National Press Treats Donald Trump's 'Sociopathic Tendencies' As 'Taboo,' Award-Winning Journalist Claims

As the United States death toll from the coronavirus pandemic reached 3,900 on Tuesday, according to data compiled by Johns Hopkins University, the major national press has failed to ask one basic question of Donald Trump, according to an award-winning journalist who is also a prominent media critic: "Why's Trump doing this?"

According to that journalist, Eric Boehlert writing for his newsletter Press Run, Trump's repeated refusals to address the pandemic crisis reveal that he is "a deeply damaged narcissist who can't stop lying," adding that "the press treats his sociopath tendencies as taboo."

Boehlert writes that Trump's failures began early in the course of the coronavirus outbreak when he simply ignored the recommendations of a 450-page manual created by the Centers for Disease Control that was designed to set procedures and practices for containing deadly pandemics. In fact, Boehlert wrote, the Trump administration not only ignored the CDC pandemic plans, "they've actively done the opposite."

As The Inquisitr has reported, Trump was given repeated intelligence briefings in January and February warning of the coming coronavirus pandemic then killing thousands in China's Hubei Province. Despite urgings to respond by some of his advisers, however, Trump "failed to take action that might have slowed the spread," according to the Washington Post investigation that revealed the coronavirus intelligence briefings.

Worker prepares the press briefing room.
Getty Images | Drew Angerer
A worker prepares the White House press room for a coronavirus briefing.
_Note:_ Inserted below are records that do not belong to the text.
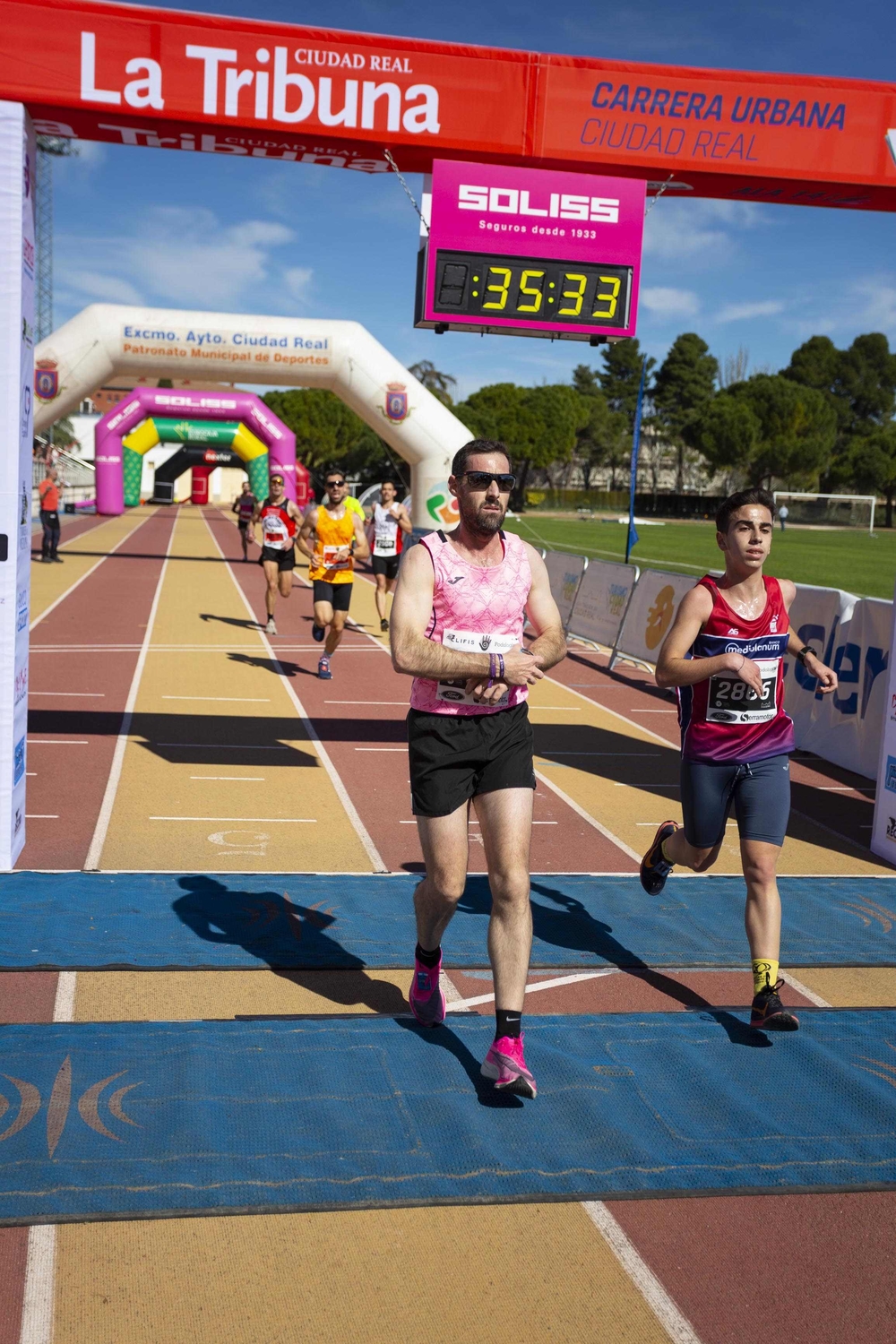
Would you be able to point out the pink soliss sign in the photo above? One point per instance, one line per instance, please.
(520, 252)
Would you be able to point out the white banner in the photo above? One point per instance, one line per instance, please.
(565, 574)
(650, 613)
(600, 602)
(16, 418)
(852, 634)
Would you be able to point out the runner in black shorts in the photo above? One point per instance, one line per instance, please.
(390, 521)
(279, 518)
(245, 511)
(457, 628)
(724, 655)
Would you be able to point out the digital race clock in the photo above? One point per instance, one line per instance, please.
(521, 252)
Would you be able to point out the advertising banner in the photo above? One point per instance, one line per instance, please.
(650, 613)
(565, 574)
(16, 414)
(600, 602)
(210, 83)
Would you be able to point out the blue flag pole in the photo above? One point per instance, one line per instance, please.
(635, 445)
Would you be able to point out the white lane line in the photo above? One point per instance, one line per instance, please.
(804, 989)
(401, 704)
(654, 1295)
(540, 984)
(280, 820)
(351, 811)
(223, 699)
(73, 695)
(101, 830)
(586, 816)
(91, 570)
(40, 1265)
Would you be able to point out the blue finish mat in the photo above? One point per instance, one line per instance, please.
(306, 921)
(152, 1120)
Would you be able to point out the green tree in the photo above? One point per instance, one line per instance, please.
(683, 389)
(327, 432)
(727, 433)
(797, 429)
(872, 465)
(621, 376)
(441, 384)
(538, 424)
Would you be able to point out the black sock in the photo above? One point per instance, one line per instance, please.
(509, 1023)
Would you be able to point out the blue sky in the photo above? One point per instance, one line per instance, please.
(203, 231)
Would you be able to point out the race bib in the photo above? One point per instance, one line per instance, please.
(338, 558)
(731, 701)
(470, 642)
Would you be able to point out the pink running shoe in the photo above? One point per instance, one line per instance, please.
(426, 997)
(505, 1064)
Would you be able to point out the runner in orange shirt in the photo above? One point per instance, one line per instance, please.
(48, 495)
(339, 539)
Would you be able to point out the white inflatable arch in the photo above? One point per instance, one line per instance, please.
(110, 340)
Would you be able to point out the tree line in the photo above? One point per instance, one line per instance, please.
(825, 422)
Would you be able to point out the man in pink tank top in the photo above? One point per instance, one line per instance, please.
(457, 628)
(724, 655)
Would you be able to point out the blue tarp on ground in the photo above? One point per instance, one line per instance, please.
(306, 921)
(156, 1120)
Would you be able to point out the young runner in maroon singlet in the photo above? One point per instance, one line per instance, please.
(280, 518)
(724, 655)
(457, 629)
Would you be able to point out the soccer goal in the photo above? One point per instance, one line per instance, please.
(828, 510)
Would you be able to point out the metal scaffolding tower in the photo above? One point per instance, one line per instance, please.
(48, 148)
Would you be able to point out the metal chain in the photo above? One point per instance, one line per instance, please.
(659, 194)
(408, 190)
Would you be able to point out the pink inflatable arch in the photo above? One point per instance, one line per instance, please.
(163, 401)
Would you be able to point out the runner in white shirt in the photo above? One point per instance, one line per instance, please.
(389, 521)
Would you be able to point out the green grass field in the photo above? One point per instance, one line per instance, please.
(845, 558)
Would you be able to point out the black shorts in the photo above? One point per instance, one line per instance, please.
(454, 757)
(284, 559)
(338, 594)
(386, 564)
(759, 790)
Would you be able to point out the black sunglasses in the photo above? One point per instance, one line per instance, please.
(481, 480)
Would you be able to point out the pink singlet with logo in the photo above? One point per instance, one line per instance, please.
(474, 610)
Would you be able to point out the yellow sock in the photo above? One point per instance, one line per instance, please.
(764, 972)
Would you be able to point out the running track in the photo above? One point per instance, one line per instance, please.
(139, 631)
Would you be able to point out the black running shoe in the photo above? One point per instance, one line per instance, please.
(770, 1013)
(654, 868)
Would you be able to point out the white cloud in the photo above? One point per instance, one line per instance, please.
(664, 301)
(298, 280)
(180, 255)
(739, 312)
(113, 289)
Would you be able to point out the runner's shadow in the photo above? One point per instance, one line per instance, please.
(231, 620)
(445, 1039)
(575, 927)
(289, 937)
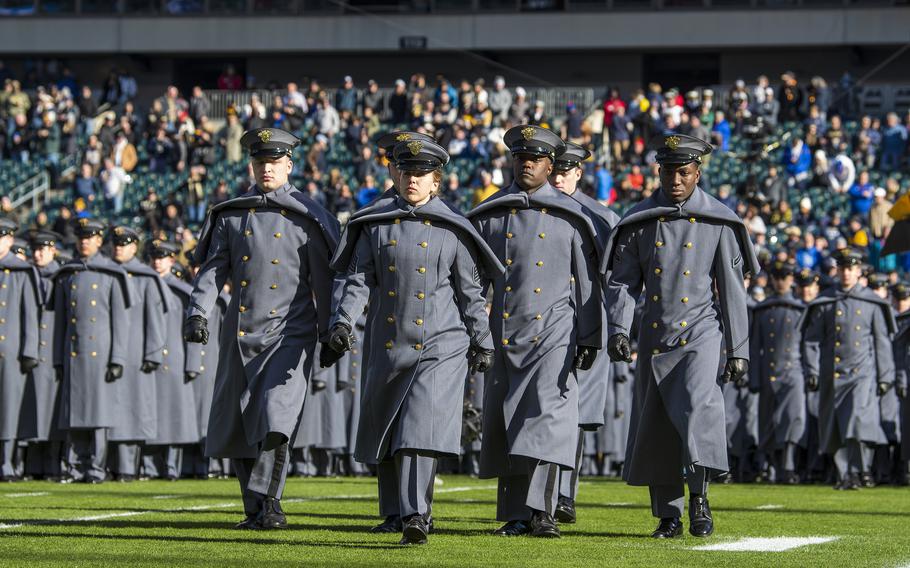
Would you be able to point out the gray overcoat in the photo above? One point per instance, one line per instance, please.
(545, 238)
(676, 254)
(847, 345)
(420, 268)
(275, 249)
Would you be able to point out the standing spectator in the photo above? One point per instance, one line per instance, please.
(500, 100)
(861, 195)
(114, 180)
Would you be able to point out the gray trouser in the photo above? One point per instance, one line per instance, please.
(387, 480)
(536, 490)
(262, 477)
(127, 458)
(669, 500)
(568, 478)
(415, 473)
(89, 453)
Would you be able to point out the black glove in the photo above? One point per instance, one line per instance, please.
(619, 348)
(479, 359)
(328, 356)
(114, 372)
(735, 369)
(584, 357)
(26, 364)
(195, 330)
(812, 383)
(341, 339)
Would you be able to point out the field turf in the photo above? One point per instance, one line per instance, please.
(188, 523)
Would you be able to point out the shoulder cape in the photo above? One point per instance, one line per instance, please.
(288, 197)
(435, 210)
(700, 205)
(100, 263)
(545, 196)
(139, 269)
(13, 262)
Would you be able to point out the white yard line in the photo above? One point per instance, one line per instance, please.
(214, 506)
(779, 544)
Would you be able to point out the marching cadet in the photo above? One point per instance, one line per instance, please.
(181, 364)
(274, 244)
(593, 383)
(420, 263)
(21, 298)
(901, 343)
(91, 346)
(848, 359)
(777, 375)
(38, 424)
(530, 423)
(138, 415)
(679, 244)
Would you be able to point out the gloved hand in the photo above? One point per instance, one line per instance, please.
(812, 383)
(328, 356)
(341, 339)
(619, 348)
(195, 330)
(479, 359)
(735, 369)
(114, 372)
(584, 357)
(26, 364)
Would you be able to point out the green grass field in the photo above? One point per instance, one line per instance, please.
(188, 523)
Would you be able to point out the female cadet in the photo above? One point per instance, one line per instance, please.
(422, 262)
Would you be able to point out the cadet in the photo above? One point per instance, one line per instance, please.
(424, 262)
(181, 364)
(679, 244)
(137, 412)
(20, 301)
(594, 383)
(38, 422)
(848, 359)
(901, 343)
(274, 244)
(777, 374)
(91, 347)
(530, 423)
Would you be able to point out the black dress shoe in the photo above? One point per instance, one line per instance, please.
(415, 530)
(271, 516)
(247, 524)
(391, 524)
(565, 510)
(513, 528)
(700, 521)
(670, 527)
(543, 525)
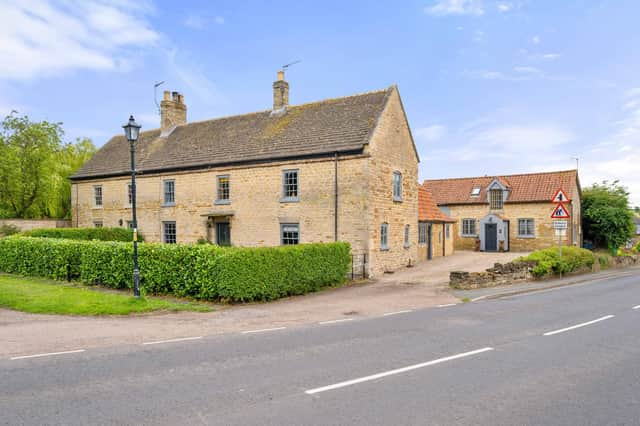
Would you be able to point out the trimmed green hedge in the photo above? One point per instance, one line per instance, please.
(88, 234)
(200, 271)
(549, 262)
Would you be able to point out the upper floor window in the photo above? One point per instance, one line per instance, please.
(407, 236)
(290, 233)
(397, 186)
(496, 200)
(469, 228)
(97, 196)
(169, 234)
(169, 192)
(384, 236)
(290, 185)
(526, 228)
(223, 190)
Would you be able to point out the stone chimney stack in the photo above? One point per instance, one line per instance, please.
(173, 112)
(280, 93)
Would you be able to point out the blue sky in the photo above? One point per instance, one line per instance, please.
(490, 86)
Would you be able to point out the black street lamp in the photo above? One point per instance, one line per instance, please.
(131, 132)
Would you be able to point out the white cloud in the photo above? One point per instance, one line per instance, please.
(430, 133)
(455, 7)
(504, 6)
(43, 37)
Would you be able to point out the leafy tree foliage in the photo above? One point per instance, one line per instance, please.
(606, 217)
(35, 166)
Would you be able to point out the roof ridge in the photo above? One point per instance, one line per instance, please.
(499, 176)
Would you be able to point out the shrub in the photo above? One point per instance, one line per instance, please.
(549, 262)
(51, 258)
(101, 234)
(201, 271)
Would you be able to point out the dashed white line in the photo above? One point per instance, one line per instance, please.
(335, 321)
(263, 330)
(397, 313)
(396, 371)
(47, 354)
(573, 327)
(182, 339)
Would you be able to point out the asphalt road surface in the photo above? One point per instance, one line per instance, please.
(570, 356)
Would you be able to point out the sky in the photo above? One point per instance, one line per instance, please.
(490, 87)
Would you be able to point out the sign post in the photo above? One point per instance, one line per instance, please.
(560, 213)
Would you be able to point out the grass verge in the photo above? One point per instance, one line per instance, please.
(42, 296)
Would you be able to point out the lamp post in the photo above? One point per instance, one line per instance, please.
(131, 132)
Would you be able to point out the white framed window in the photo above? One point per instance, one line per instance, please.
(97, 196)
(496, 200)
(289, 233)
(469, 228)
(526, 228)
(290, 186)
(397, 186)
(223, 189)
(168, 192)
(407, 236)
(422, 233)
(384, 236)
(169, 232)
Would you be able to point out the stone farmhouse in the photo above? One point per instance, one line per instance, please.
(339, 169)
(508, 213)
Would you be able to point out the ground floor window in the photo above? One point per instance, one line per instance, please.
(422, 233)
(290, 233)
(526, 228)
(169, 232)
(469, 228)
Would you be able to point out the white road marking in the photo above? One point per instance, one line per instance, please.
(396, 371)
(335, 321)
(397, 312)
(182, 339)
(47, 354)
(263, 330)
(573, 327)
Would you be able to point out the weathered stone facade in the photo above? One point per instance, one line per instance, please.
(256, 210)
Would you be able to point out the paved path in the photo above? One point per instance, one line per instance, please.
(567, 356)
(412, 288)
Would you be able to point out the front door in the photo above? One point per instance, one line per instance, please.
(429, 242)
(223, 234)
(491, 237)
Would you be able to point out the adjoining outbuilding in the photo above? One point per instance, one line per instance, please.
(508, 213)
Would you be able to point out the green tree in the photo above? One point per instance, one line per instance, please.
(606, 217)
(27, 163)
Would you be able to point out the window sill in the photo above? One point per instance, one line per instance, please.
(290, 200)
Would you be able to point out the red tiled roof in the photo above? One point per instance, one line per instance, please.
(531, 187)
(428, 211)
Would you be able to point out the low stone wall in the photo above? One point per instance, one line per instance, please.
(29, 224)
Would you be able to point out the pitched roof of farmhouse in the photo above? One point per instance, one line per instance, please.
(428, 211)
(324, 127)
(523, 188)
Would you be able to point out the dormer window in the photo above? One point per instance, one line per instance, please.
(496, 199)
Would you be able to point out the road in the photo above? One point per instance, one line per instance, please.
(567, 356)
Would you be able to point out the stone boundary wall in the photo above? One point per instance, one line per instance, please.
(29, 224)
(515, 272)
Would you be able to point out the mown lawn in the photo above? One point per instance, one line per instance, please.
(42, 296)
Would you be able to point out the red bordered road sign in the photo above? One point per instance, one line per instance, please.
(560, 197)
(560, 212)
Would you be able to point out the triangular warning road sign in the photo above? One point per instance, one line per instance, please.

But according to Boehlert's account, ignoring the intelligence warnings was only the first in a lengthy series of wrong moves by Trump. He "called the crisis a hoax, downplayed the threat, lied about virus testing," and other grave missteps that allowed the virus to spread throughout the U.S. mostly unchecked, Boehlert wrote.

In the former Rolling Stone contributing editor's view, Trump's failures to properly respond to the coronavirus crisis have been so sweeping that it is "not credible" to suggest that incompetence or distraction can fully account for the pattern. The "looming question," Boehlert writes, is "why is he refusing to protect the population from a deadly invasion?"

Boehlert's assessment of Trump's performance has been echoed by other experts, including public health doctor Irwin Redlener. In an interview earlier in March, Redlener — author of the 2006 book Americans at Risk: Why We Are Not Prepared for Megadisasters and What We Can Do Now — slammed Trump's response to the pandemic as the U.S. government's "greatest failure" in the 75-year-old physician's lifetime.

In a report published on Saturday, The Guardian newspaper also detailed what it reported as Trump's numerous failures to respond to the pandemic. Reporters Ed Pilkington and Tom McCarthy described the administration's coronavirus response as "mired in chaos and confusion" and "distracted by the individual whims of its leader," resulting in the current crisis.